Directed by Anna Leahy and created in the spring of 2009 at Chapman University, Tabula Poetica is a poetry initiative that celebrates all things poetry by fostering discussion on the art of poetry through an annual lecture and reading series, the international journal TAB: A Journal of Poetry & Poetics, and other projects.

Past reading series participants include Pulitzer Prize winners Rae Armantrout and C. K. Williams, Carolyn Forché, Ada Límon, Alan Shapiro, Allison Joseph, Ilya Kaminsky, Allison Benis White, Karen An-hwei Lee, Linh Dinh, Richard Deming, Jen Bervin, Kate Greenstreet, Nancy Kuhl, Lynne Thompson, and others.
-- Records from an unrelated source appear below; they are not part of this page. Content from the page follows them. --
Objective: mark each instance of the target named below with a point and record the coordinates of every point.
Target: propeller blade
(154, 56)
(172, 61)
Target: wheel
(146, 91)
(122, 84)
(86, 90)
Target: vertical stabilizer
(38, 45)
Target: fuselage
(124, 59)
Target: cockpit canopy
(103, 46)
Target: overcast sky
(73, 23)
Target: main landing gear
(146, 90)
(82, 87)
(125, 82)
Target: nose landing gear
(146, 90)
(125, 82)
The journal TAB includes poetry, critical essays about poetry, poetry book reviews, and other content. Leahy serves as its editor, and Claudine Jaenichen serves as its Creative Director. A print issue appears every January, and electronic issues appear in March, May, July, September, and November. Poets whose work has appeared in TAB include C. K. Williams, Allison Joseph, Denise Duhamel, Laila Shikaki, and others. Tabula Poetica does the finalist judging in the California Coastal Commission K-12 Poetry Contest, and the May issue features winners and runners-up. Literary critic Marjorie Perloff has written two pieces in this journal.

Chloe Honum's poem 'Snow White' appeared in TAB in 2015 and was subsequently awarded a Pushcart Prize for 2016.

Jen Bervin and Nancy Kuhl were among Tabula Poetica's first visiting poets and were interviewed by Andrew Mauzey and Michael Dinsmoor. Their interview was published by the Poetry Foundation.

The Poetry Reading Series is supported, in part, by Poets & Writers, Inc. through a grant it has received from The James Irvine Foundation.

Staff for Tabula Poetica includes MFA students.